A five minute walk from exit 3 will lead you to this gate, I believe.
Although I’m sure it would’ve been 10x better in the spring or early summer when flowers actually bloom… I really wanted to see the Secret Garden, “Huwon.” We bought tickets at the tour (about $5 USD, not including palace entry) and made sure to note the times for an English guide. Then, off we went… around the grounds in the freezing weather…
Gorgeous structures throughout… very similar to the rest of the royal palaces throughout Korea… and maybe even Asia in general (depending on where you are, of course).
The tour we took for Huwon was great. There are usually big groups, so during peak season, I definitely recommend advanced reservations.
Yes, it looks very cold. And yes, it was very cold. The tour took us to areas around the back of the palace, only admissible by a guided tour.
Yes. Cold. Everywhere outside.
The tour is about 1-2 hours and ends at the tree, if it’s the same as what we experienced. I highly recommend it if you enjoy historical landmarks.
After a few hours at the Palace and a warm-up drink in the heated cafe later, we aimlessly walked to Bukchon Hanok Village. My one peeve about Korea is the maps are nonsense! We asked for directions a few times from the tourist information people…
Anyway, this village is a historical residential area filled with traditional “hanok” houses.
It’s incredible for photos.
A majestic look at the historical side of Korea right in Seoul. The streets are narrow, the architecture is beautiful; I loved walking around here even with the cold!

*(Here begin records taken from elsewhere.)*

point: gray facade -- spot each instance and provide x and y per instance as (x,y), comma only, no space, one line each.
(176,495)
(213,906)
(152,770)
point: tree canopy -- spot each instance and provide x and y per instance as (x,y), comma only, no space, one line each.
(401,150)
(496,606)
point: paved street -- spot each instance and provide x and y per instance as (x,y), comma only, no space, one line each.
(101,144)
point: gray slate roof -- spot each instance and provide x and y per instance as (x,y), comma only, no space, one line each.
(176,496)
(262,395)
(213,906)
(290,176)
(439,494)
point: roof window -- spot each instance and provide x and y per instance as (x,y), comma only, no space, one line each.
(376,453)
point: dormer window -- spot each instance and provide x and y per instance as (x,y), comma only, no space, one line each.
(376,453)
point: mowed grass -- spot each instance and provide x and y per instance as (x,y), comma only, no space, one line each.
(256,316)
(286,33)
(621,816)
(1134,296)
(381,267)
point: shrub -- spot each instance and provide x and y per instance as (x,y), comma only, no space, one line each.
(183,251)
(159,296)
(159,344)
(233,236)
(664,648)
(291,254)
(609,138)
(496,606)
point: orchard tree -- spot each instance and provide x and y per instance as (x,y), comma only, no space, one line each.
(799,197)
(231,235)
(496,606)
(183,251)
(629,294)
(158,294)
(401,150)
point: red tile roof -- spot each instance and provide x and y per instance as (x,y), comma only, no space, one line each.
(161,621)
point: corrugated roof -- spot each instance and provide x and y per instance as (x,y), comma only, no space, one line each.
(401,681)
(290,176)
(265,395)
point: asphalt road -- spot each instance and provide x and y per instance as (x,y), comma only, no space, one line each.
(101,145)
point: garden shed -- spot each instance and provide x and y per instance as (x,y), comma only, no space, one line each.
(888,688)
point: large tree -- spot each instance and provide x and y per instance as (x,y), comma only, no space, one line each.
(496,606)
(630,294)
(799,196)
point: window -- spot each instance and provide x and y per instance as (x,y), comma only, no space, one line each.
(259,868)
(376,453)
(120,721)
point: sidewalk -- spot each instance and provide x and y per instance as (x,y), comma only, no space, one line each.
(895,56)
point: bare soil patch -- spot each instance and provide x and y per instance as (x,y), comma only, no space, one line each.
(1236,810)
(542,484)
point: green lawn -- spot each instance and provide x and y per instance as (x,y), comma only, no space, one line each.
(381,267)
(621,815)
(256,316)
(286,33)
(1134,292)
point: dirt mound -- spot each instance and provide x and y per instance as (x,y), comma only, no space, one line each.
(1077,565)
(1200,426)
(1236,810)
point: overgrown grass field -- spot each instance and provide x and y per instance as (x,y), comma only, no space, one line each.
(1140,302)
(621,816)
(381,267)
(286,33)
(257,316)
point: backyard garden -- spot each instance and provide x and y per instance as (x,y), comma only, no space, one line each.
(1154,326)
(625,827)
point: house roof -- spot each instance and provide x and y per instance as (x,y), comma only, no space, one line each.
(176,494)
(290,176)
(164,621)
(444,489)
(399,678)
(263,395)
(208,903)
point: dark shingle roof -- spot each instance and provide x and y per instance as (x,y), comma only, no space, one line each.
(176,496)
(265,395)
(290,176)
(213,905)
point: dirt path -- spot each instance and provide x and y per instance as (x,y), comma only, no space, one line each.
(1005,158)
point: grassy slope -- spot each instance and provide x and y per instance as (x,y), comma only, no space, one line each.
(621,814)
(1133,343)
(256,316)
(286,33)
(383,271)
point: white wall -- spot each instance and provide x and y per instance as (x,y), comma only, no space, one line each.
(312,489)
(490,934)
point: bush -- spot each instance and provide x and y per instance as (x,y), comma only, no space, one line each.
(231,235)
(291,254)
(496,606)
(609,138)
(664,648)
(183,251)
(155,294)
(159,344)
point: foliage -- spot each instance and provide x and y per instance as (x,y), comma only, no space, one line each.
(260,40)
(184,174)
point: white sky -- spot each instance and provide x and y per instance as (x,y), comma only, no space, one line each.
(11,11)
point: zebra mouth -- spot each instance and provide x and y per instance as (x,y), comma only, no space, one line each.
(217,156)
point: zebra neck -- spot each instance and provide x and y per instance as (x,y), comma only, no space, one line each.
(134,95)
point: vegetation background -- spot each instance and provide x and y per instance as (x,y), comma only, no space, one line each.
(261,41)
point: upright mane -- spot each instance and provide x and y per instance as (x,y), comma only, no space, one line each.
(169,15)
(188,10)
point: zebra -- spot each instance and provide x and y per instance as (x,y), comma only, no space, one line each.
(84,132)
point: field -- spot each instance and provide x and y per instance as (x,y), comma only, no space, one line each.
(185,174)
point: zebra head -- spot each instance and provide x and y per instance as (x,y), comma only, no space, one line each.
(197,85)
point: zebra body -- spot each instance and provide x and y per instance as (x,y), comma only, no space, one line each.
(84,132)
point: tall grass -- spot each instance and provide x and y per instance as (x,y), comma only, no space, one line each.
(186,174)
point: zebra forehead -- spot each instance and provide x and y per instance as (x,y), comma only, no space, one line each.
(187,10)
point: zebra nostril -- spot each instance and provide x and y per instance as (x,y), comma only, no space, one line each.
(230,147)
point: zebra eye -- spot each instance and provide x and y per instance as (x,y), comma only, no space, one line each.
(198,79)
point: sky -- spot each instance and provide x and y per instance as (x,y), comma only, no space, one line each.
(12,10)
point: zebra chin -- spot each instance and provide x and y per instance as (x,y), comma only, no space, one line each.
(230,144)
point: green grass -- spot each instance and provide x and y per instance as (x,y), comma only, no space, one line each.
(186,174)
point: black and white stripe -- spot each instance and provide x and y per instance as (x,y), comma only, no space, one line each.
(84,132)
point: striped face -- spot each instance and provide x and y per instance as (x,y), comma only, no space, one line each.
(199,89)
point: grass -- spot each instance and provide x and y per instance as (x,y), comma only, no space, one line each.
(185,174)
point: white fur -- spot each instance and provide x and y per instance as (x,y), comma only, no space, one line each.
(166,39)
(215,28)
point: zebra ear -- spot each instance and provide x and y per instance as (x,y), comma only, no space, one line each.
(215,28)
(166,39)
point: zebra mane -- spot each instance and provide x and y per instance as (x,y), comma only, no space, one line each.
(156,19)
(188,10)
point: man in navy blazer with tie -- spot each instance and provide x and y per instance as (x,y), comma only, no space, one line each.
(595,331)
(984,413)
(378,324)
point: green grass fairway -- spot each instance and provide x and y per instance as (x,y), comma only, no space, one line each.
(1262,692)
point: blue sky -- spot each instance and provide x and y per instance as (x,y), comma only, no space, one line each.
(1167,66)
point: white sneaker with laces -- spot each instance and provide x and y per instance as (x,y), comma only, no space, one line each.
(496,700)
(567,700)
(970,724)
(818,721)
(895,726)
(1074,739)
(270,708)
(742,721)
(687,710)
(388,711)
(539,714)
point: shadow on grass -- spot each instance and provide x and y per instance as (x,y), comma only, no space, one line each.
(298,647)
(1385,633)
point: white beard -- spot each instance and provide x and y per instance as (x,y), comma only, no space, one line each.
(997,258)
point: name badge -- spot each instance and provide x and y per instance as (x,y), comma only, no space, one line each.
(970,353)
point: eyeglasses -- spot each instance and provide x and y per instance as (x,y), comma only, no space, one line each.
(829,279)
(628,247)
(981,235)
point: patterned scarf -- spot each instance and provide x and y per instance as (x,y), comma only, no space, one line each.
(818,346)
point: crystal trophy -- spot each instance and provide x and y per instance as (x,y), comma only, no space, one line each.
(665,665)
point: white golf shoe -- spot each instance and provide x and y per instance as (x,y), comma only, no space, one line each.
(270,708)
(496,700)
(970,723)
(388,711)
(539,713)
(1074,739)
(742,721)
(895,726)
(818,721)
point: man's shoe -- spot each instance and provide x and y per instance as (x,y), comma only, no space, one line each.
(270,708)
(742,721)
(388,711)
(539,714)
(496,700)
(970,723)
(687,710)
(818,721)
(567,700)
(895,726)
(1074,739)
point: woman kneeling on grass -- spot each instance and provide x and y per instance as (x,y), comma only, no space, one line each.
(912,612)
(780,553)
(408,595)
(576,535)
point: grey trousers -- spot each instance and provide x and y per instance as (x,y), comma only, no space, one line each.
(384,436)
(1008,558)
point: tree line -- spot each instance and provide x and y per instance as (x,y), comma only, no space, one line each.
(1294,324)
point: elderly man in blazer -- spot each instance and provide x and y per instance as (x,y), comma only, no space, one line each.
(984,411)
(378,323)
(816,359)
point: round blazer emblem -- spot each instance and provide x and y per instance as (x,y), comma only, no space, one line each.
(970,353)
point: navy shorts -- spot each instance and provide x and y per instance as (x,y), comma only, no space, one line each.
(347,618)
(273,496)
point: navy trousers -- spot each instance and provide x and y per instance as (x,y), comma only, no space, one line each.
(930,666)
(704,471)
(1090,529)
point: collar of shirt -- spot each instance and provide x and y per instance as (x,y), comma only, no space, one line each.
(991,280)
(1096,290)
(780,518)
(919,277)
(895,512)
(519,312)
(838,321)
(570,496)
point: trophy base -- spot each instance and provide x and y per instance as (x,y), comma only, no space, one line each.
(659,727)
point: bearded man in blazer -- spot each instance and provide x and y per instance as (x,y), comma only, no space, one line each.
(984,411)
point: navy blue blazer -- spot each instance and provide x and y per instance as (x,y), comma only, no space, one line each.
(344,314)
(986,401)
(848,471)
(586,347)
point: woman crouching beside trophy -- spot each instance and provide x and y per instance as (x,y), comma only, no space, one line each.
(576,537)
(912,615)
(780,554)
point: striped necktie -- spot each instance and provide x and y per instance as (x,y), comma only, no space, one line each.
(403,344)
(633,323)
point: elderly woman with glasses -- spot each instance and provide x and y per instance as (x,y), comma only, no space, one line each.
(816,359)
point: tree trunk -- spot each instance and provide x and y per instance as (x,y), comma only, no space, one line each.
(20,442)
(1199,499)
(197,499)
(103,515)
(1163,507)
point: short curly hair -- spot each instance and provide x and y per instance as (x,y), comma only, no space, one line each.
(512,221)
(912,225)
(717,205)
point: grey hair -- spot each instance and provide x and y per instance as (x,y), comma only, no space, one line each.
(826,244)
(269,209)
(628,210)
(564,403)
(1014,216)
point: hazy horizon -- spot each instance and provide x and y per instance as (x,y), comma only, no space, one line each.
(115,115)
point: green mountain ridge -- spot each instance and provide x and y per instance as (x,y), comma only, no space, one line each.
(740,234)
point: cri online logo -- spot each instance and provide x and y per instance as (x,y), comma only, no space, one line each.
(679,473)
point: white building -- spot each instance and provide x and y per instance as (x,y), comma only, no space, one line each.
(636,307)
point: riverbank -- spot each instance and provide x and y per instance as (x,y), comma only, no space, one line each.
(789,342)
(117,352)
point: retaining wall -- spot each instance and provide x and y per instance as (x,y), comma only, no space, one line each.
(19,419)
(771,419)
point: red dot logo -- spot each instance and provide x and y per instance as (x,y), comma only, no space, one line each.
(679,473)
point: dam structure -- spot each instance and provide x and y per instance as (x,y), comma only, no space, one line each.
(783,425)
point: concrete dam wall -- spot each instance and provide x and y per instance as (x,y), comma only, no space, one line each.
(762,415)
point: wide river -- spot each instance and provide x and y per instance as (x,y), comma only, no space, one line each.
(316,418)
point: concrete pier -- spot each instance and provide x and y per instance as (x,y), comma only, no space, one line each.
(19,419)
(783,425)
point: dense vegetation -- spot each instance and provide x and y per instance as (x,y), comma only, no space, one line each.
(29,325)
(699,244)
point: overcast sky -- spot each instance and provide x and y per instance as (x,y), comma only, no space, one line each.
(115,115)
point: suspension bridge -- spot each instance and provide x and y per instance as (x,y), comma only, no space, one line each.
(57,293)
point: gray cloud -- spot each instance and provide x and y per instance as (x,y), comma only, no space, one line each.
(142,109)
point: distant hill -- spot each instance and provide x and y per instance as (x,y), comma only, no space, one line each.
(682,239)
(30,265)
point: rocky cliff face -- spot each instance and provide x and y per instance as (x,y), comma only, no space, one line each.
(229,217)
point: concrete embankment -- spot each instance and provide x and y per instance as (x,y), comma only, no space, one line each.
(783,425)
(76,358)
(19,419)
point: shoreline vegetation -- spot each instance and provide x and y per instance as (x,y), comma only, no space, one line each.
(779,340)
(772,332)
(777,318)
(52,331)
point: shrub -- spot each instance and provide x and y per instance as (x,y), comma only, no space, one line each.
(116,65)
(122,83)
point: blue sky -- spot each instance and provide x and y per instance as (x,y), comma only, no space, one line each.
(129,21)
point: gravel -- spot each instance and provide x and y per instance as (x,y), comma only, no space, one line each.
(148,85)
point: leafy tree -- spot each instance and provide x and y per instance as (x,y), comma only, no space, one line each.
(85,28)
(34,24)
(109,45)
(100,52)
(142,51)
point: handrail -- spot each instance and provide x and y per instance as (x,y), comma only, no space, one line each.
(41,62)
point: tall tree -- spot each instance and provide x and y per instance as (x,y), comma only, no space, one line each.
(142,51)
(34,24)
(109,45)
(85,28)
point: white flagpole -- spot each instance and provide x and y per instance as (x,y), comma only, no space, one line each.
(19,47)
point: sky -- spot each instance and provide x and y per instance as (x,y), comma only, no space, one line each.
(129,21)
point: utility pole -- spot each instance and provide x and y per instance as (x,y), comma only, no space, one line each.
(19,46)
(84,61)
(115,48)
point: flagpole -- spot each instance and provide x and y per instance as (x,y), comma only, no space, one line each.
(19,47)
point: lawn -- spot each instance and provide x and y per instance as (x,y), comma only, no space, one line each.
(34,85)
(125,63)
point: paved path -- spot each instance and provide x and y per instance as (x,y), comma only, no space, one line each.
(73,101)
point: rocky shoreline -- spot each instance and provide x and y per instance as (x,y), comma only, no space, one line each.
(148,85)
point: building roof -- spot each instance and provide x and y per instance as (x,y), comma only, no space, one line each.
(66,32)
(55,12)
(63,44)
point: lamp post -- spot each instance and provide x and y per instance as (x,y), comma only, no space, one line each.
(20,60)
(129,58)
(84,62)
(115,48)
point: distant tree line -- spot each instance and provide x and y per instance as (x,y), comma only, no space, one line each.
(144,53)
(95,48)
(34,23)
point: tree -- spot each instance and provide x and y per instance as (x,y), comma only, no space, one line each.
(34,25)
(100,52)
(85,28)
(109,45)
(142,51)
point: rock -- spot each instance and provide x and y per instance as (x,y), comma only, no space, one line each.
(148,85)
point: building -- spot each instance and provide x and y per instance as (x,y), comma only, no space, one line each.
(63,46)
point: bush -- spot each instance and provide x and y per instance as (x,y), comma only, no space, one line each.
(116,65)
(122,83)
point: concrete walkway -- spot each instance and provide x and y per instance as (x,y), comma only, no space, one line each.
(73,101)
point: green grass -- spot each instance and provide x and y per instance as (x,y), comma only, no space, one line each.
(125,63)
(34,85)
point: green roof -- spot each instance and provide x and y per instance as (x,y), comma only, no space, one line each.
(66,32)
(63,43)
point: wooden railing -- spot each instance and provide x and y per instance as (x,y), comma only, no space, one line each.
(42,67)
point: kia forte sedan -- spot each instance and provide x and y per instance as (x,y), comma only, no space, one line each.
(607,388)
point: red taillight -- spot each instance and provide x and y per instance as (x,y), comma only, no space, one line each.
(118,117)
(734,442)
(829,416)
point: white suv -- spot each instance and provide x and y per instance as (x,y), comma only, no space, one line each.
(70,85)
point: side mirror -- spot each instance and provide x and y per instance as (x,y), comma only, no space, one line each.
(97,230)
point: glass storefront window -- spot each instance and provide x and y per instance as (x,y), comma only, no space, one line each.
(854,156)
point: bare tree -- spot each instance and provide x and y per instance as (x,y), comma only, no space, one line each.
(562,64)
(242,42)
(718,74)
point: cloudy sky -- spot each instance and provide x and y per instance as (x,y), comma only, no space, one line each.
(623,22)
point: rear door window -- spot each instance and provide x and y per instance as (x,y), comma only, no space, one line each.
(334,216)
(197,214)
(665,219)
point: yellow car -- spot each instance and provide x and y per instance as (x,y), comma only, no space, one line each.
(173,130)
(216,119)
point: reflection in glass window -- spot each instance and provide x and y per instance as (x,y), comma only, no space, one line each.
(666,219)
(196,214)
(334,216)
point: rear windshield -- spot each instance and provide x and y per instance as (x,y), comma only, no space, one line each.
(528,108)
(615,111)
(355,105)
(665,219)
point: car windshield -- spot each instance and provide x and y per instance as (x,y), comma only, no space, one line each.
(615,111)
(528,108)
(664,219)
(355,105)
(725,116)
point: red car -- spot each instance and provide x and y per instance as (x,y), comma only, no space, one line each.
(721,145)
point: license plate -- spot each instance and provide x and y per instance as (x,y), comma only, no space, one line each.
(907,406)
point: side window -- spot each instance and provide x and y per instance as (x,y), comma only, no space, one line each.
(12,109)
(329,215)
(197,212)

We opted not to go into the palace and just watched the ceremony instead. It was freezing… and most palaces are the same, eh. This was different.
At the end, when all was done and guards were just standing around, they allowed photos with the guards. There were many colorful Kodak moments.
A warm snack from the street, and off to Dongdaemun Market to meet Matt.
The market shopping was quick because everything was getting ready to close. We browsed through the claustrophobic back-to-back open stores and my mom found a stylish knit scarf. We left towards the house by way of Namsan Tower (North Seoul Tower).
We leisurely but somewhat quickly (because of the cold) walked up to the Tower. We also had no idea if the tram was running so late in the evening, but yes, we did see it up there. Stunning night views… especially with all the lights on.
And of course, locks from wishful, hopeful, blissful, and all-that-jazz-type couples on the barriers protecting you from falling off the edge. Then off to dinner at Chicken Baengi; we were starved.
Fried Chicken. With mochi sticks.
Honestly, I thought it was a tad on the pricey side for fried chicken. It wasn’t bad, but they had also run out of the best dish per my friend Matt. It served it’s purpose…. I think it definitely catered more to the fanciful crowd and I tend to love street food when it comes to dishes like these… but it was fine.
Back to the house, a bit of regrouping and slight packing and we spent the rest of the night at our very first Korean spa.
If you have been to an onsen, it’s similar but with more options. It’s also a great way to crash for a night if you don’t have too much luggage. I think it was about $15USD per person per night?
There were hot coal rooms or sauna type spots, showers separated by the sexes and lockers, of course. You slept on a mat in a general public area and that was…. that.